This week, on Monday, January 17, one of the gallant foot soldiers and brilliant Generals of the New Frontier and the Great Society, Sargent Shriver, appointed in 1961 as first Director of the Peace Corps by his brother-in-law, JFK, and as the first head of the Office of Economic Opportunity in 1965 by LBJ, died at the age of 95. The Peace Corps, in the past half century, has sent more than 200,000 young Americans to help those in less developed countries live in dignity and lift themselves out of poverty. The Office of Economic Opportunity, the main engine of the War on Poverty, succeeded in reducing the percentage of Americans living in poverty by one-third while Sargent Shriver was at the helm.
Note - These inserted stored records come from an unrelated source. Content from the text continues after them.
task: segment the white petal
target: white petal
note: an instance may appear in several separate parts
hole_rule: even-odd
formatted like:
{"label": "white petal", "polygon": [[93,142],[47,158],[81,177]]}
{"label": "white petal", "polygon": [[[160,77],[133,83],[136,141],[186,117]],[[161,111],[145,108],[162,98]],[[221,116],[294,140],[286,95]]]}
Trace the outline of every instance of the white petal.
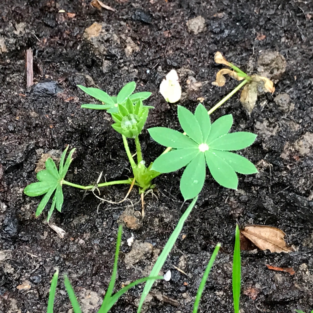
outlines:
{"label": "white petal", "polygon": [[167,272],[164,274],[163,276],[163,279],[166,281],[169,281],[172,277],[172,273],[171,272],[171,271],[169,269]]}
{"label": "white petal", "polygon": [[182,87],[179,85],[178,75],[175,69],[171,70],[160,85],[160,92],[171,103],[177,102],[182,96]]}

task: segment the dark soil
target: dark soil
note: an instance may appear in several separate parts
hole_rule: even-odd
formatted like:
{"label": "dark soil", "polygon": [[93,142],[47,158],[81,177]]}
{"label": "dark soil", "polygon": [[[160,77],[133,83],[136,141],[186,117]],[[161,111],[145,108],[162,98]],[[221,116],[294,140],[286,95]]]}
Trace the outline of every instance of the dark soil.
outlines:
{"label": "dark soil", "polygon": [[[45,311],[55,267],[61,277],[68,275],[85,312],[96,311],[107,288],[117,220],[130,203],[102,204],[91,193],[65,187],[63,212],[56,212],[52,219],[66,232],[60,239],[45,222],[46,209],[35,218],[41,197],[31,198],[23,193],[25,186],[35,181],[34,170],[41,153],[62,151],[67,144],[77,148],[68,180],[88,184],[96,181],[102,171],[108,180],[126,179],[130,175],[120,136],[110,127],[109,115],[103,111],[81,109],[80,105],[89,103],[90,97],[76,85],[91,86],[93,80],[113,95],[134,80],[137,90],[153,93],[149,104],[156,108],[140,138],[144,157],[150,162],[163,148],[153,141],[146,128],[162,126],[179,129],[176,105],[166,103],[158,91],[168,71],[177,70],[184,91],[188,76],[208,82],[198,90],[187,92],[180,103],[192,110],[197,98],[204,98],[209,109],[236,85],[233,81],[221,88],[211,85],[221,68],[214,62],[217,51],[251,73],[257,71],[257,60],[264,51],[278,52],[286,59],[286,70],[276,80],[275,93],[260,96],[251,116],[240,104],[239,94],[212,115],[214,120],[231,113],[233,130],[258,134],[257,141],[244,154],[258,165],[259,173],[241,176],[238,192],[218,186],[208,173],[205,187],[183,229],[186,238],[180,237],[163,267],[164,272],[171,269],[172,280],[159,282],[154,287],[152,294],[157,296],[150,299],[149,311],[191,312],[203,274],[219,242],[222,249],[210,274],[200,309],[233,312],[231,267],[236,220],[243,225],[279,228],[296,250],[290,254],[242,252],[242,312],[291,313],[297,308],[310,311],[312,2],[130,0],[123,3],[106,0],[105,4],[115,8],[115,12],[100,12],[87,2],[1,1],[0,312]],[[75,15],[58,13],[60,9]],[[204,18],[206,28],[196,35],[188,30],[186,23],[199,15]],[[104,30],[96,37],[84,37],[84,30],[95,22]],[[39,84],[26,88],[24,54],[30,48],[34,55],[35,82],[50,81],[52,88],[47,90]],[[280,94],[287,95],[274,100]],[[287,99],[286,104],[282,99]],[[133,151],[134,146],[131,147]],[[142,226],[136,230],[124,228],[117,288],[148,274],[186,207],[187,204],[181,208],[181,174],[156,179],[158,199],[151,194],[146,197]],[[108,188],[101,190],[102,196],[119,201],[127,190],[123,186]],[[130,198],[137,202],[136,191]],[[136,210],[141,209],[140,203],[134,205]],[[126,240],[132,233],[138,244],[136,246],[150,243],[154,251],[148,247],[137,263],[126,264],[125,256],[131,249]],[[292,267],[295,273],[292,275],[271,270],[266,264]],[[173,269],[173,265],[187,275]],[[71,307],[61,281],[55,311],[68,312]],[[30,288],[17,289],[23,282]],[[131,290],[112,311],[136,312],[142,288]]]}

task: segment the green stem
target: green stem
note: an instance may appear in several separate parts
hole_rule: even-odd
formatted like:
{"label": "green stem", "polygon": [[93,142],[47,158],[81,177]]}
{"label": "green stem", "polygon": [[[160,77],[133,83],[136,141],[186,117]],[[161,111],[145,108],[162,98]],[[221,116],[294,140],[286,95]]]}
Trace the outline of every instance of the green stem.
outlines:
{"label": "green stem", "polygon": [[136,144],[136,150],[137,153],[137,164],[139,164],[142,161],[142,155],[141,153],[140,142],[139,141],[138,136],[135,137],[135,143]]}
{"label": "green stem", "polygon": [[[124,180],[114,180],[112,182],[103,182],[101,184],[98,184],[96,186],[97,187],[100,188],[100,187],[105,187],[106,186],[110,186],[112,185],[120,185],[122,184],[131,184],[132,182],[133,179],[132,178],[129,178],[128,179],[125,179]],[[82,186],[81,185],[74,184],[66,180],[63,180],[62,183],[63,185],[67,185],[71,187],[74,187],[75,188],[79,188],[80,189],[83,189],[84,190],[92,189],[95,187],[95,185],[90,185],[88,186]],[[135,184],[137,184],[135,183]]]}
{"label": "green stem", "polygon": [[132,156],[131,156],[131,151],[129,150],[129,147],[128,146],[127,138],[123,135],[122,135],[122,137],[123,138],[123,142],[124,143],[124,146],[125,147],[125,150],[126,151],[126,154],[127,154],[127,156],[128,157],[128,160],[129,160],[131,166],[131,167],[133,172],[134,169],[136,168],[136,163],[135,163],[135,161],[134,161]]}
{"label": "green stem", "polygon": [[208,114],[209,115],[212,114],[216,110],[219,108],[223,103],[225,103],[230,98],[235,94],[243,86],[244,86],[249,80],[246,79],[239,84],[237,87],[233,89],[227,96],[224,97],[219,102],[217,103],[211,110],[208,111]]}

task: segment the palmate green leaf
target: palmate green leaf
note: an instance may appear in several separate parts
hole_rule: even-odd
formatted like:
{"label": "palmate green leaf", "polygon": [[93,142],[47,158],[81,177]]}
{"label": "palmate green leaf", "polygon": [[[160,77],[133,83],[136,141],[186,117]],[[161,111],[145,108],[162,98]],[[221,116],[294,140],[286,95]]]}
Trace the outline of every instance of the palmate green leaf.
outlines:
{"label": "palmate green leaf", "polygon": [[228,163],[209,149],[204,152],[204,155],[208,167],[213,178],[223,187],[237,189],[238,177]]}
{"label": "palmate green leaf", "polygon": [[199,123],[193,114],[181,105],[177,106],[177,114],[179,123],[184,131],[197,143],[202,143],[202,134]]}
{"label": "palmate green leaf", "polygon": [[24,188],[24,193],[28,197],[41,196],[47,192],[49,189],[54,186],[54,181],[33,182]]}
{"label": "palmate green leaf", "polygon": [[47,205],[47,204],[48,203],[49,199],[52,196],[52,194],[57,187],[57,182],[56,182],[54,187],[50,188],[47,193],[44,195],[44,198],[41,199],[41,201],[40,202],[40,203],[37,208],[37,210],[36,210],[35,214],[35,216],[36,217],[38,217],[40,215],[45,207]]}
{"label": "palmate green leaf", "polygon": [[56,181],[58,179],[55,176],[51,175],[47,170],[42,170],[39,171],[37,173],[36,177],[39,182]]}
{"label": "palmate green leaf", "polygon": [[60,164],[59,165],[59,173],[62,173],[63,172],[63,167],[64,166],[64,161],[65,160],[65,156],[66,155],[66,153],[68,150],[69,150],[69,146],[68,145],[66,146],[66,147],[64,149],[64,151],[62,152],[62,155],[61,156],[61,159],[60,159]]}
{"label": "palmate green leaf", "polygon": [[[212,150],[211,150],[212,151]],[[255,174],[259,172],[253,163],[243,156],[229,151],[214,150],[215,155],[228,163],[237,173],[242,174]]]}
{"label": "palmate green leaf", "polygon": [[210,148],[217,150],[239,150],[252,145],[257,135],[246,131],[227,134],[210,142],[207,141]]}
{"label": "palmate green leaf", "polygon": [[57,186],[55,193],[54,194],[54,196],[53,198],[54,200],[55,198],[55,207],[56,208],[57,210],[59,212],[61,212],[62,209],[62,205],[63,204],[64,198],[63,192],[62,191],[62,186],[59,184]]}
{"label": "palmate green leaf", "polygon": [[218,118],[212,125],[207,142],[210,142],[218,137],[228,133],[233,125],[231,114],[223,115]]}
{"label": "palmate green leaf", "polygon": [[69,170],[69,166],[71,163],[72,163],[72,161],[73,160],[73,159],[72,158],[72,156],[76,150],[76,148],[73,148],[69,151],[69,155],[67,156],[67,158],[66,159],[66,161],[65,162],[65,164],[63,168],[63,170],[62,171],[62,172],[59,172],[59,175],[60,179],[64,178],[65,177],[65,175],[66,175],[67,171]]}
{"label": "palmate green leaf", "polygon": [[117,103],[122,103],[134,92],[136,88],[136,83],[131,81],[124,86],[117,95]]}
{"label": "palmate green leaf", "polygon": [[210,133],[211,122],[210,120],[210,115],[208,114],[208,110],[201,103],[199,103],[196,109],[195,117],[199,124],[202,134],[202,142],[205,142]]}
{"label": "palmate green leaf", "polygon": [[154,140],[166,147],[198,148],[199,145],[193,140],[173,129],[166,127],[152,127],[148,131]]}
{"label": "palmate green leaf", "polygon": [[77,85],[76,86],[87,95],[100,100],[102,102],[111,105],[114,105],[115,104],[115,102],[111,97],[106,92],[101,89],[91,87],[85,87],[81,85]]}
{"label": "palmate green leaf", "polygon": [[187,166],[180,180],[180,191],[185,201],[194,198],[201,191],[205,178],[205,159],[199,153]]}
{"label": "palmate green leaf", "polygon": [[143,91],[141,92],[136,92],[129,96],[129,98],[133,102],[136,102],[139,100],[143,100],[147,99],[151,95],[151,92],[148,91]]}
{"label": "palmate green leaf", "polygon": [[109,104],[95,104],[93,103],[85,104],[80,106],[82,109],[90,109],[93,110],[107,110],[113,106]]}
{"label": "palmate green leaf", "polygon": [[57,180],[59,178],[59,171],[57,168],[56,165],[54,161],[51,157],[49,157],[46,160],[45,162],[46,165],[46,170],[52,176],[54,177],[54,179]]}
{"label": "palmate green leaf", "polygon": [[198,148],[172,150],[156,159],[152,169],[160,173],[170,173],[186,166],[200,152]]}

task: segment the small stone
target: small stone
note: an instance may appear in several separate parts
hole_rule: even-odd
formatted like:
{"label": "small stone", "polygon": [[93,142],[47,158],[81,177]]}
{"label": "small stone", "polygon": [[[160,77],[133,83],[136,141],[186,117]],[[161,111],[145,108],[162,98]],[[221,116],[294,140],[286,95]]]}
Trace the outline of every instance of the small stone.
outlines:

It has been said that it is difficult to know where you are going if you don’t know where you have been. Today, it seems that America is beset by a multitude of political and media hacks who lack vision, lack memory, lack direction, lack initiative and lack courage, yet, amid all of the nay-sayers and cynical self-servers, a few voices can be heard above the racket, proclaiming, “We can do better. We can, and must, live up to our ideals. We can do great things for our country, and for the world.” Those brave, lonely voices are the heirs of John F. Kennedy and Sargent Shriver. They are the heirs of Benjamin Franklin, Thomas Jefferson, Abraham Lincoln and Theodore Roosevelt. They are the inheritors of the spirit that has guided our best efforts as a nation for 235 years. President Kennedy concluded his Inaugural Address on that bright, clear, cold and snow covered day half a century ago with these words, “With a clear conscience as our only sure reward, with history as the final judge of our deeds, let us go forth to lead this land we love, asking his help and his blessing, but knowing that, here on earth, God’s work must truly be our own.” So, as Americans, we must ask ourselves, as Theodore Roosevelt asked over a century ago, “Having come so far, who would be so bold as to tell us that we can go no farther?” After all, we are Americans, the heirs and descendants of people who have done great things because they went forth to lead the land they loved. As JFK said during the campaign for the Presidency in 1960, “America must be first! Not first but, not first if, not first when, but First!” Live up to your ideals, America, and do great things!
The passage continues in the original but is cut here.